So in short, this person is neither Adam nor Eve, nor Noah and his wife.

This is the problem with the article. They explicitly say that they

 Quote Taken From:
 Rohde et al, "Modeling the recent common ancestry of all living humans,"
Nature, Sept 30, 2004, p. 562

>For a population of size n, assuming random mating (and so
>ignoring population substructure), probabilistic analysis has
>proved that the number of generations back to the MRCA, Tn,
>has a distribution that is sharply concentrated around log2n.
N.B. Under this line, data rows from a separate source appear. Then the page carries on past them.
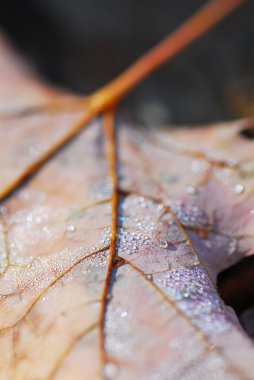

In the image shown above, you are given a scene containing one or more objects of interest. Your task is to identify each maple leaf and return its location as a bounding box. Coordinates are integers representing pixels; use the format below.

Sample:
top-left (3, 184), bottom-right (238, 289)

top-left (0, 1), bottom-right (254, 380)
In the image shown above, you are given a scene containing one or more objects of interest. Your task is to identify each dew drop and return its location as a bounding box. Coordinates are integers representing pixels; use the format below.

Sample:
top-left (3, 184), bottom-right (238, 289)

top-left (65, 224), bottom-right (76, 232)
top-left (104, 363), bottom-right (117, 378)
top-left (233, 183), bottom-right (245, 194)
top-left (184, 185), bottom-right (197, 195)
top-left (159, 239), bottom-right (168, 249)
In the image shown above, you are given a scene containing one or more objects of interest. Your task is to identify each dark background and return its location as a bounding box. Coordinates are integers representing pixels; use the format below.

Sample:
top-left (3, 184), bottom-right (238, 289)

top-left (0, 0), bottom-right (254, 124)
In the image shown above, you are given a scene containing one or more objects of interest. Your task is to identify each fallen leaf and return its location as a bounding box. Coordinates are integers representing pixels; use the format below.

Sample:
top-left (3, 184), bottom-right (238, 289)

top-left (0, 1), bottom-right (254, 380)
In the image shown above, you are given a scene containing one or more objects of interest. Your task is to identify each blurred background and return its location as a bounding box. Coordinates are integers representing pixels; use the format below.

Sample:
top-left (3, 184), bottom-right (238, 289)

top-left (0, 0), bottom-right (254, 124)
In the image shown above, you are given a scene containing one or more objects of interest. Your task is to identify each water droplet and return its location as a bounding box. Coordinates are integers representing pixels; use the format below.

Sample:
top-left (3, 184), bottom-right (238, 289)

top-left (28, 146), bottom-right (40, 157)
top-left (159, 239), bottom-right (168, 249)
top-left (228, 240), bottom-right (237, 256)
top-left (184, 185), bottom-right (197, 195)
top-left (233, 183), bottom-right (245, 194)
top-left (65, 224), bottom-right (76, 232)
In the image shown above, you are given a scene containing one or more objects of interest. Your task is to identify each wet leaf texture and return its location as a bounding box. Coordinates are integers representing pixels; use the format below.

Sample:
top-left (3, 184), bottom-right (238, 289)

top-left (0, 33), bottom-right (254, 380)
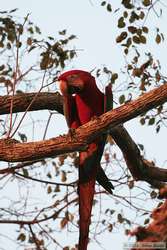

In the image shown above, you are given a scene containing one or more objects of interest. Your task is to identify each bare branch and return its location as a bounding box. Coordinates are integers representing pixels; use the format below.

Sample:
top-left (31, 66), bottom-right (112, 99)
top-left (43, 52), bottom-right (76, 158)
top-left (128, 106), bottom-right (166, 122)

top-left (0, 84), bottom-right (167, 162)
top-left (0, 92), bottom-right (63, 115)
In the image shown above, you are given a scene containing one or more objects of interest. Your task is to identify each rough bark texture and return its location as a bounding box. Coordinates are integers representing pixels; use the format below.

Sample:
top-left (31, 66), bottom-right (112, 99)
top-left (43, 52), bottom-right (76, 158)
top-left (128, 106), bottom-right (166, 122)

top-left (0, 92), bottom-right (63, 115)
top-left (130, 200), bottom-right (167, 250)
top-left (0, 84), bottom-right (167, 162)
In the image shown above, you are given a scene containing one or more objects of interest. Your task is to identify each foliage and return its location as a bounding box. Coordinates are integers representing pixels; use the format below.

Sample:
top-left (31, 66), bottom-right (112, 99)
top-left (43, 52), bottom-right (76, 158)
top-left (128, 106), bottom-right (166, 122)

top-left (0, 0), bottom-right (166, 250)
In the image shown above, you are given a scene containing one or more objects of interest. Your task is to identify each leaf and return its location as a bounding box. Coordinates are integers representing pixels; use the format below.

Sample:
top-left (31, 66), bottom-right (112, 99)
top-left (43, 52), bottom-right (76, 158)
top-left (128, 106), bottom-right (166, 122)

top-left (60, 217), bottom-right (68, 229)
top-left (9, 8), bottom-right (18, 13)
top-left (18, 132), bottom-right (27, 142)
top-left (123, 11), bottom-right (128, 18)
top-left (61, 171), bottom-right (67, 182)
top-left (117, 214), bottom-right (124, 224)
top-left (116, 31), bottom-right (128, 43)
top-left (142, 26), bottom-right (149, 33)
top-left (128, 180), bottom-right (134, 189)
top-left (140, 118), bottom-right (145, 125)
top-left (122, 0), bottom-right (134, 9)
top-left (27, 37), bottom-right (32, 46)
top-left (128, 26), bottom-right (137, 34)
top-left (155, 34), bottom-right (161, 44)
top-left (132, 36), bottom-right (140, 44)
top-left (148, 117), bottom-right (155, 125)
top-left (23, 168), bottom-right (29, 177)
top-left (142, 0), bottom-right (151, 7)
top-left (140, 36), bottom-right (147, 44)
top-left (101, 1), bottom-right (106, 6)
top-left (138, 143), bottom-right (144, 151)
top-left (144, 218), bottom-right (150, 225)
top-left (59, 30), bottom-right (66, 36)
top-left (108, 224), bottom-right (113, 232)
top-left (17, 233), bottom-right (26, 242)
top-left (47, 186), bottom-right (52, 194)
top-left (107, 3), bottom-right (112, 12)
top-left (111, 73), bottom-right (118, 83)
top-left (119, 95), bottom-right (125, 104)
top-left (118, 17), bottom-right (125, 28)
top-left (150, 190), bottom-right (157, 199)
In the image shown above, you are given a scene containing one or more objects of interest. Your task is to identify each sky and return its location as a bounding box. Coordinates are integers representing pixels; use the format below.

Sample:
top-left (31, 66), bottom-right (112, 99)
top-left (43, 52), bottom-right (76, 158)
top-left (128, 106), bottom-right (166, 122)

top-left (1, 0), bottom-right (167, 250)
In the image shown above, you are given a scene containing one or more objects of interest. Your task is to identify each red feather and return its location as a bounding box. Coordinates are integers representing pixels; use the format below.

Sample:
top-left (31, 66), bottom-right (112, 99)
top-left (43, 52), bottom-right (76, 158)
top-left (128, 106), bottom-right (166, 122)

top-left (58, 70), bottom-right (113, 250)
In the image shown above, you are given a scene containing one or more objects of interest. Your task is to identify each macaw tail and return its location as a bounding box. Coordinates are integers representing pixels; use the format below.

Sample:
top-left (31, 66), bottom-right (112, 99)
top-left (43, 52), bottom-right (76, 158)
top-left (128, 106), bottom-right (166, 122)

top-left (78, 139), bottom-right (105, 250)
top-left (78, 178), bottom-right (95, 250)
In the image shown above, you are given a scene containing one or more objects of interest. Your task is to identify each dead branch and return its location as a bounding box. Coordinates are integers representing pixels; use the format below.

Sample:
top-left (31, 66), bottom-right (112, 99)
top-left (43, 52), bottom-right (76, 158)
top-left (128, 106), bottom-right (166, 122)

top-left (0, 92), bottom-right (63, 115)
top-left (0, 84), bottom-right (167, 162)
top-left (130, 200), bottom-right (167, 250)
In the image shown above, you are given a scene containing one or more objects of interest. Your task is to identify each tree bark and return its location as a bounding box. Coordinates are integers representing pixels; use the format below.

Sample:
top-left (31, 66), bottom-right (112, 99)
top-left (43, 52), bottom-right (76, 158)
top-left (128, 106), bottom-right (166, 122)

top-left (0, 84), bottom-right (167, 162)
top-left (0, 92), bottom-right (63, 115)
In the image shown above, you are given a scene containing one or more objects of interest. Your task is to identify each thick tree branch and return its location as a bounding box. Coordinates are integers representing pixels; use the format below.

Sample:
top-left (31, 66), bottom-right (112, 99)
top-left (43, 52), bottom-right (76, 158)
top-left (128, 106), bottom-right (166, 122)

top-left (0, 92), bottom-right (63, 115)
top-left (110, 125), bottom-right (167, 190)
top-left (0, 84), bottom-right (167, 162)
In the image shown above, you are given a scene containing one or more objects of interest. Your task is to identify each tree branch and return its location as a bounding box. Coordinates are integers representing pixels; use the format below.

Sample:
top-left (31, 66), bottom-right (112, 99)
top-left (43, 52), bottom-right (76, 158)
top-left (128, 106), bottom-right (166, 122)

top-left (0, 92), bottom-right (63, 115)
top-left (0, 84), bottom-right (167, 162)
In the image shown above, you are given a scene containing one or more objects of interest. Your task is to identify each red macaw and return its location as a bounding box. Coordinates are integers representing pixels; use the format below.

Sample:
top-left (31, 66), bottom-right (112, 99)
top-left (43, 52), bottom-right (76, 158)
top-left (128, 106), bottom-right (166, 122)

top-left (58, 70), bottom-right (114, 250)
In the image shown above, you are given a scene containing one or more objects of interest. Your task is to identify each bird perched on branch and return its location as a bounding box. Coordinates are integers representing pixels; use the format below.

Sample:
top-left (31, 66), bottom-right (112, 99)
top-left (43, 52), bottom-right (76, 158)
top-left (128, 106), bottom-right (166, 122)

top-left (58, 70), bottom-right (114, 250)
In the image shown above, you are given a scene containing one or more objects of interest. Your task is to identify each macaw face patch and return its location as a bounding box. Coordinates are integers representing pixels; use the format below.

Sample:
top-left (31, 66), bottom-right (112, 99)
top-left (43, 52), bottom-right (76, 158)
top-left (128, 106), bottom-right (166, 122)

top-left (68, 86), bottom-right (81, 95)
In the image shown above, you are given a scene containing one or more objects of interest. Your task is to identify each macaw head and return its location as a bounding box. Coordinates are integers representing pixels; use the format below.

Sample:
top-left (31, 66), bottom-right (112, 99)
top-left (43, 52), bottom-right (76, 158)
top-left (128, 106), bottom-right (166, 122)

top-left (58, 70), bottom-right (93, 95)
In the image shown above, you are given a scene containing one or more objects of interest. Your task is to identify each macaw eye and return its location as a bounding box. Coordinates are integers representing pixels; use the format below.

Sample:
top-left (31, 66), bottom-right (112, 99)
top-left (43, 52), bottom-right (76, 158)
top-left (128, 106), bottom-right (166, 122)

top-left (68, 86), bottom-right (81, 95)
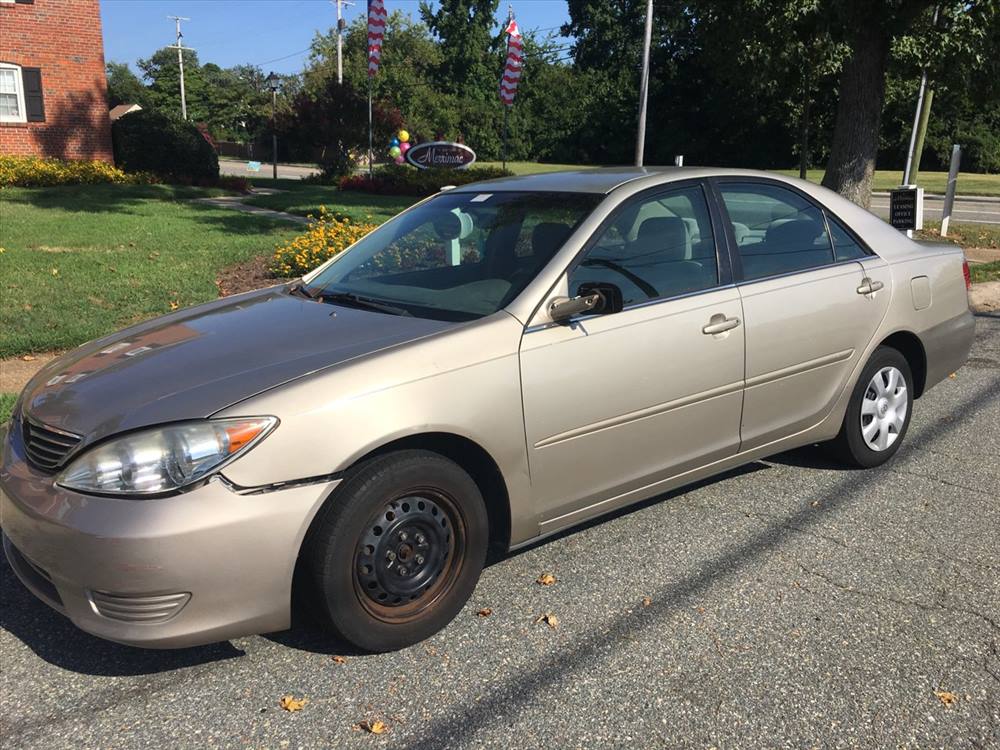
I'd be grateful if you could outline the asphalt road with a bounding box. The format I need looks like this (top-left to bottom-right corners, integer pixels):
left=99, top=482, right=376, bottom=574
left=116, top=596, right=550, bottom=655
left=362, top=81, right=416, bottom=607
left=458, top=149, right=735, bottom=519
left=0, top=317, right=1000, bottom=750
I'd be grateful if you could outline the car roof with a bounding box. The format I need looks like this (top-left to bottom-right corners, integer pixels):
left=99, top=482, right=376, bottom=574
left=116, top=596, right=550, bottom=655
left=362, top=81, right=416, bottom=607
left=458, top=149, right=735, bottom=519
left=453, top=167, right=800, bottom=195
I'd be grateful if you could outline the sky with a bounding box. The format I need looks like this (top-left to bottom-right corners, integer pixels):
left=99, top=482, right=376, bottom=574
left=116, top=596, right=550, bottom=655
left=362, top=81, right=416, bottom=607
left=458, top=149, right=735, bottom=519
left=101, top=0, right=569, bottom=73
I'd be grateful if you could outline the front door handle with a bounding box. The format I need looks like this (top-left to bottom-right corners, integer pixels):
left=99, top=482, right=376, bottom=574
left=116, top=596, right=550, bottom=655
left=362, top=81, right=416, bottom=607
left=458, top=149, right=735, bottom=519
left=858, top=276, right=885, bottom=294
left=701, top=313, right=740, bottom=336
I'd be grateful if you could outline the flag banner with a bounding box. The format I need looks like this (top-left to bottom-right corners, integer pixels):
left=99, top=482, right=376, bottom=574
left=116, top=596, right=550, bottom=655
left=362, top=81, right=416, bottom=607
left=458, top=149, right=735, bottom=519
left=368, top=0, right=386, bottom=78
left=500, top=19, right=524, bottom=107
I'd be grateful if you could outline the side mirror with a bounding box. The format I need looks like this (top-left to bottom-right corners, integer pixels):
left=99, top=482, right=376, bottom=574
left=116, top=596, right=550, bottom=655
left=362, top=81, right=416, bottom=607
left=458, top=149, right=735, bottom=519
left=579, top=281, right=625, bottom=315
left=549, top=292, right=603, bottom=323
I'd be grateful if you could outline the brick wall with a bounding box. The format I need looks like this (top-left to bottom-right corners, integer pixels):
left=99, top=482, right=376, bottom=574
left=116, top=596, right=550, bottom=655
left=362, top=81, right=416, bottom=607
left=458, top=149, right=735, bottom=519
left=0, top=0, right=113, bottom=161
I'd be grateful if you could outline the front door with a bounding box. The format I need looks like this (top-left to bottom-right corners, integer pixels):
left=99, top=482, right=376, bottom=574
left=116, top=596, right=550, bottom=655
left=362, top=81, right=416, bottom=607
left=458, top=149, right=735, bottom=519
left=521, top=184, right=744, bottom=533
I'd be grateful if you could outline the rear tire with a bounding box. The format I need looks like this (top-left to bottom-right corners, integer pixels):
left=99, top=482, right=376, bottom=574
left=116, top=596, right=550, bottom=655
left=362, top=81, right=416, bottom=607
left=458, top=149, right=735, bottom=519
left=828, top=346, right=914, bottom=469
left=303, top=450, right=489, bottom=651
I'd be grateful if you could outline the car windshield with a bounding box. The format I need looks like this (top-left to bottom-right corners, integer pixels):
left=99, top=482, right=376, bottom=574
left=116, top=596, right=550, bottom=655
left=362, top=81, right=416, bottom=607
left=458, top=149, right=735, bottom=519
left=302, top=191, right=603, bottom=320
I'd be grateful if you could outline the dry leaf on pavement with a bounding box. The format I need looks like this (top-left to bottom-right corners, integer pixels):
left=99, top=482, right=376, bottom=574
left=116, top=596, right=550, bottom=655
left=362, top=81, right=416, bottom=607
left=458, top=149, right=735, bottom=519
left=535, top=612, right=559, bottom=630
left=278, top=695, right=309, bottom=711
left=358, top=719, right=389, bottom=734
left=934, top=690, right=958, bottom=706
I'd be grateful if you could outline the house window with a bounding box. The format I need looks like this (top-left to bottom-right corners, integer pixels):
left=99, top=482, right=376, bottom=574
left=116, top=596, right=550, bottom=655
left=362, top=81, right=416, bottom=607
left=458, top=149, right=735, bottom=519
left=0, top=63, right=28, bottom=122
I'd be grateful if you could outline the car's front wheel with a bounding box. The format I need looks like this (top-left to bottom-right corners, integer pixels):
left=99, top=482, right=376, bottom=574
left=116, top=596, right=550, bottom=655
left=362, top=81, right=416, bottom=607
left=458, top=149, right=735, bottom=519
left=304, top=450, right=489, bottom=651
left=831, top=346, right=913, bottom=469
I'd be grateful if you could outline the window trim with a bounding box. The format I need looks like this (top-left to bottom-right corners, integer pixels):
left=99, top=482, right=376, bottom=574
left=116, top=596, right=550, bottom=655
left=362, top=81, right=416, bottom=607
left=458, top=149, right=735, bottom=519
left=564, top=179, right=733, bottom=312
left=708, top=175, right=876, bottom=286
left=0, top=62, right=28, bottom=125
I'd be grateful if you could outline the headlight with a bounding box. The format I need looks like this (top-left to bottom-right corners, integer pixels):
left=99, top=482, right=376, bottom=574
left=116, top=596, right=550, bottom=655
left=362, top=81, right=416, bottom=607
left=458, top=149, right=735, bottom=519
left=56, top=417, right=278, bottom=495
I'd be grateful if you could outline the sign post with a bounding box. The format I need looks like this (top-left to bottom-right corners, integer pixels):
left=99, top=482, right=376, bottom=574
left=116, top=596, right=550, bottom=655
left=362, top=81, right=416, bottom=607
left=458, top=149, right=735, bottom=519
left=941, top=143, right=962, bottom=237
left=889, top=185, right=924, bottom=237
Now, a guy on that other list pointed out that population substructure
actually falsifies the common ancestor applying to the Tasmanians. It
probably also doesn't apply to the Native Americans since they too were
isolated from the Old World from around 12,000 years ago until 1492 AD. So
the guys in the article calculated a simplistic model (which raises the
question of what is so earthshattering about this model as to warrent
publication in Nature). They say:

 Quote Taken From:
 Rohde et al, "Modeling the recent common ancestry of all living humans,"
Nature, Sept 30, 2004, p. 565
>With 5% of individuals migrating out of their home town, 0.05%
>migrating out of their home country, and 95% of port users born in
>the country fromwhich the port emanates, the simulations produce
>a mean MRCA date of 1,415 BC and a mean IA date of 5,353 BC.
>places. Studies of hunter-gatherer groups and subsistence agricultural
>communities have found that anywhere from 1% (ref. 19) to as
>much as 30% (ref. 20) of mates are from outside the group.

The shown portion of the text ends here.